Jetzt natürlich auch Horst Seehofer. Man konnte es kommen sehen, dass er noch in der Woche nach Donald Trumps Wahlsieg auf dessen Elitenbashing draufspringen würde. So wie die CSU sich immer alles zu eigen macht, was am rechten Rand zündet. Nun ist’s die These vom Versagen arroganter Eliten. Dabei ist doch, was immer mit dem Begriff Elite gemeint sein mag, in Bayern die CSU so etwas wie die Staatselite an sich. Womit wieder einmal zweierlei belegt ist. Erstens: Der CSU ist nichts zu peinlich. Zweitens: Was anderswo funktioniert hat, wird bei uns schleunigst kopiert. Das ist, man muss es betonen, kein Zeichen der Stärke, sondern eines der Schwäche.

Denn nur anders herum wird eine ernsthafte, dringende Frage daraus. Nach der Trump-Wahl ist es viel zu billig, imaginären Eliten die Schuld am Erfolg des Populismus zu geben, zu denen man selbst sich wohlweislich nicht zählt. Aber es ist auch zu einfach, nun abstrakt und in den leeren Raum hinein zu fragen: Wie konnte das passieren? Tatsächlich ist doch längst klar, dass inzwischen in allen westlich-liberalen Gesellschaften gefährliche Abkoppelungsprozesse im Gang sind, die erst dazu führen, dass die einfachen, postfaktischen Antworten so viel Zulauf haben. In Gesellschaften, die glaubten und glauben, dass sie alte elitäre Klassenschranken nach und nach überwunden haben. Nicht zuletzt durch Aufstieg via Bildung.

Die richtige Frage wäre: Wie kann uns das passieren? Uns, von Seehofer bis Gysi, von Merkel über Gabriel bis Trittin. Uns aber auch, den Aufgestiegenen in Lehrämtern, im Journalismus, in der Wirtschaft. Uns, den Friedens- und Umweltbewegten, den Gendersensiblen, den Regelsicheren und Wertebewussten. Uns, die wir diese Gesellschaft doch längst maßgeblich tragen und bei ihrer Meinungsbildung immer so viele Worte mitreden.

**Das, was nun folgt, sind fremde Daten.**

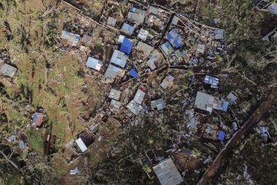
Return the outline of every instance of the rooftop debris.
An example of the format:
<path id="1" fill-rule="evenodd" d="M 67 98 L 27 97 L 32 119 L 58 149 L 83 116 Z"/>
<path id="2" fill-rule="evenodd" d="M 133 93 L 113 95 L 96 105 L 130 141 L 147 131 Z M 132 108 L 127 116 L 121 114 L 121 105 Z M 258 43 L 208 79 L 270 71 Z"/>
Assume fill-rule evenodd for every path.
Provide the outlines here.
<path id="1" fill-rule="evenodd" d="M 133 47 L 134 42 L 131 39 L 125 37 L 120 46 L 120 51 L 129 55 L 131 53 L 132 48 Z"/>
<path id="2" fill-rule="evenodd" d="M 109 92 L 109 98 L 114 99 L 116 100 L 119 100 L 120 98 L 121 91 L 111 89 Z"/>
<path id="3" fill-rule="evenodd" d="M 161 84 L 161 86 L 163 89 L 170 88 L 173 85 L 173 80 L 174 77 L 171 75 L 168 75 L 163 79 L 163 82 Z"/>
<path id="4" fill-rule="evenodd" d="M 204 82 L 210 84 L 211 88 L 218 88 L 220 80 L 217 78 L 206 75 L 204 79 Z"/>
<path id="5" fill-rule="evenodd" d="M 114 64 L 118 65 L 122 68 L 125 68 L 127 60 L 128 60 L 127 55 L 126 55 L 123 52 L 119 51 L 116 49 L 111 56 L 111 62 Z"/>
<path id="6" fill-rule="evenodd" d="M 134 7 L 131 7 L 127 17 L 128 21 L 142 24 L 145 19 L 145 11 Z"/>
<path id="7" fill-rule="evenodd" d="M 70 170 L 69 171 L 70 175 L 77 175 L 79 174 L 79 169 L 78 166 L 76 166 L 74 169 Z"/>
<path id="8" fill-rule="evenodd" d="M 17 69 L 9 64 L 4 64 L 0 70 L 3 75 L 13 78 L 17 73 Z"/>
<path id="9" fill-rule="evenodd" d="M 105 73 L 105 77 L 114 82 L 116 79 L 120 80 L 125 74 L 125 71 L 112 64 L 109 64 Z"/>
<path id="10" fill-rule="evenodd" d="M 80 35 L 62 30 L 61 37 L 64 44 L 68 44 L 72 46 L 76 46 L 79 42 Z"/>
<path id="11" fill-rule="evenodd" d="M 158 110 L 166 109 L 166 104 L 163 98 L 151 101 L 151 108 L 152 109 L 157 109 Z"/>
<path id="12" fill-rule="evenodd" d="M 183 182 L 183 178 L 171 158 L 154 166 L 153 169 L 161 185 L 177 185 Z"/>
<path id="13" fill-rule="evenodd" d="M 120 31 L 127 35 L 132 35 L 134 30 L 135 27 L 129 25 L 129 24 L 124 23 L 122 26 Z"/>
<path id="14" fill-rule="evenodd" d="M 100 71 L 103 65 L 103 62 L 98 59 L 89 57 L 86 65 L 97 71 Z"/>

Uns als Eliten zu bezeichnen, bleibt das falsche Wort. So viel Erstarrung und Bedeutung ist noch lange nicht. Und zwischen den gesellschaftlich so gut verborgenen wirklich Reichen einerseits und den Rollenträgern in der demokratischen Gesellschaft andererseits klaffen oft auch nochmal kulturelle Schluchten. Aber Obere in der Meinungsbildungshierarchie sind wir durchaus. Wir, die Kinder Aufstiegsgesellschaft von gestern. Wie kann es uns passieren, dass sich mittlerweile die Emotionen von Zurückgebliebenen ausgerechnet gegen uns mobilisieren lassen?

 

Merkt eigentlich jemand, wie viel gesellschaftliche Spaltung da geradezu selbstverständlich in den sonst so politisch korrekten Hinterköpfen mitschwingt? Alltag als tagtäglicher sozialer Interessenswahrungskonflikt: Es zählt dies zum Unausgesprochenen in den demokratisch-liberalen Gesellschaften. Zum Unaussprechbaren geradezu.

 

Vielleicht fängt das Problem schon da an, dass es eine Illusion war, sich Aufstieg ohne Abstieg vorzustellen. Wo jemand etwas erreicht, erreichen andere das Gleiche nicht. Das muss überhaupt nicht bedeuten, dass sie um das Gleiche konkurriert hätten. Zurückbleiben kann man auch, wenn nur die anderen sich vorwärts bewegen.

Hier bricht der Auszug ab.